I pause, door cocked. ‘Did I just teach a lesson, or get completely schooled?’ I can’t figure out if he’s being placative, or sarcastic.
These are the things parents have to worry about. Do I call this one into the as yet fictive Dad Insurance Co.? Give my SSN and offer up my parenting license as evidence I’m capable of doing this?
“Excuse me, Operator, I think my kid’s smarter than me. He also mentioned unattainable sports cars, and we live in a 900 sq. ft. bungalow.”
“Hold please.”
No-fault insurance was a popular concept when I was Cayden’s age. Sounds the easy solution. I walk into the museum like a flat tire.

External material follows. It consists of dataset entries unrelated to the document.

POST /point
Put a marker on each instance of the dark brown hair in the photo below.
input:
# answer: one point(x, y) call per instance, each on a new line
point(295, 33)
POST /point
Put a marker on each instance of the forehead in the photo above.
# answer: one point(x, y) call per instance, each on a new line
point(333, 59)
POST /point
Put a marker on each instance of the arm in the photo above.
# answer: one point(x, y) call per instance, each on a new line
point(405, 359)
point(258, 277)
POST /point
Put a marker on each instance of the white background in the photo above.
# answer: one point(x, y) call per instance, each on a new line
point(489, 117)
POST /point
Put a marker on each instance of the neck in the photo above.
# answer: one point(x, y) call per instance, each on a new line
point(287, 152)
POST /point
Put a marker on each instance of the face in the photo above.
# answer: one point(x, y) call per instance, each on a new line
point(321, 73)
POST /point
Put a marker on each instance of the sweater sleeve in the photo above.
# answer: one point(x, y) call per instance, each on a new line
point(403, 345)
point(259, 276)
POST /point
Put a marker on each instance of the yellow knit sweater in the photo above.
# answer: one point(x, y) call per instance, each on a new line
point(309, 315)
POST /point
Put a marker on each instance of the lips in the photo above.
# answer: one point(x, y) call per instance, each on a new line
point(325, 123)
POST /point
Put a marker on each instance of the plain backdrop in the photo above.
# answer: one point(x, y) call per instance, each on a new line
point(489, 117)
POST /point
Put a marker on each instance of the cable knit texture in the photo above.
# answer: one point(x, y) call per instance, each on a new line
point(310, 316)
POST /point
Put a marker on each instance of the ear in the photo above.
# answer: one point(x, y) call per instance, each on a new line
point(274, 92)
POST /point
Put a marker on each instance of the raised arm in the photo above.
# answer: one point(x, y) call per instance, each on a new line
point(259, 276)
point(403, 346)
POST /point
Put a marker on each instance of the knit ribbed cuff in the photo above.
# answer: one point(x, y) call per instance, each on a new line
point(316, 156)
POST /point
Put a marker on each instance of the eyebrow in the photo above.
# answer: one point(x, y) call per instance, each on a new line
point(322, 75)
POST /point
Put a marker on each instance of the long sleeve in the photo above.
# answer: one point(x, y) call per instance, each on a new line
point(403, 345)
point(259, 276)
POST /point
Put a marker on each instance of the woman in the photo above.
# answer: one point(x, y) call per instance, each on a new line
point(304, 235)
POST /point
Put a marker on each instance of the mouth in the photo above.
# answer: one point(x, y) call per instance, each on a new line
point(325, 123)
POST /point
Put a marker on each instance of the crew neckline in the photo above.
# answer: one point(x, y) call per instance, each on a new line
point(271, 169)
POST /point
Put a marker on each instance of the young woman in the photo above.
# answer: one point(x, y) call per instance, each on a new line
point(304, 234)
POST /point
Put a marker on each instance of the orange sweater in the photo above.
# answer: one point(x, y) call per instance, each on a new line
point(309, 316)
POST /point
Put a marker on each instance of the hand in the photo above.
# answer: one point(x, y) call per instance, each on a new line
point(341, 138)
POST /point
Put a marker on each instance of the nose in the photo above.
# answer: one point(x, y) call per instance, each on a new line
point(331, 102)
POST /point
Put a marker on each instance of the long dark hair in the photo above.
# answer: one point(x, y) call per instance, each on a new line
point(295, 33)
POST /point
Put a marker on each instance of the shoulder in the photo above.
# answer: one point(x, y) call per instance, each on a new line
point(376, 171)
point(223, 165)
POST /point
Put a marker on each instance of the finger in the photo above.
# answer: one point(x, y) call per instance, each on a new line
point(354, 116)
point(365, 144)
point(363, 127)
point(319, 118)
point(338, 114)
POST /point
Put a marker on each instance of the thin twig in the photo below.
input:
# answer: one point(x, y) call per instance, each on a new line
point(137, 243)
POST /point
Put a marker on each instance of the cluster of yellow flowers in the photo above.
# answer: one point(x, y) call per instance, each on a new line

I find Cayden by the Foucault pendulum, where a brass globe—suspended by a cable and artificially swinging in perpetual motion—methodically knocks over wooden dominoes. Cayde is hanging over the railing with his flat-brimmed cap on point, and he’s making like he’s going to try and keep the pendulum from moving.
“Dude, don’t,” and I yank him backwards by the belt loop. I jab at the sign that reads, ‘Don’t touch.’
I redirect: “What is the pendulum about?” (We’ve been here before, and we know the pendulum, the hall of skulls; we’ve gone through the photo exhibits where I hide the placards and quiz him: ‘What animal is this?’ while we circle the gallery, sometimes running. I point upwards at the suspended reproductions and he’ll say, “Megaladon. Gray whale.” These are easy games. He doesn’t read worth shit, but he knows his science.
“The pendulum? It means there’s gravity, that the earth is moving.”
“Yeah, but how, Kid?”
I’m not going to let him off easy.
“This stays in place,” he points vaguely at the pendulum, which is staid in its arc, “But the earth moves, and so the blocks get knocked down.”
Two blocks have already been knocked down. His is not the best explanation, but I say, “That’s right, Dude. Good job.”
He runs off to learn about tectonic plates and I don’t want to explain earthquakes today, still I do. This while Foucault’s pendulum proves, superfluously, metronomically, while trapped in harnessed motion, that the earth is spinning like fucking mad.
“Daddy, you probably shouldn’t talk like that,” Cayden says on the way home.
“You told me you were going to yell at cars, too, when you grow up.” I glance over at him. He’s smiling.
“Oh,” I smile while looking in the opposite direction. “You were being ironic.”
Welcome to the Big Spin, Kid; I easily blow the needless stop sign at the top of the hill.
Welcome to movement erasing meaning. I think you’re ahead of me on this one, Son.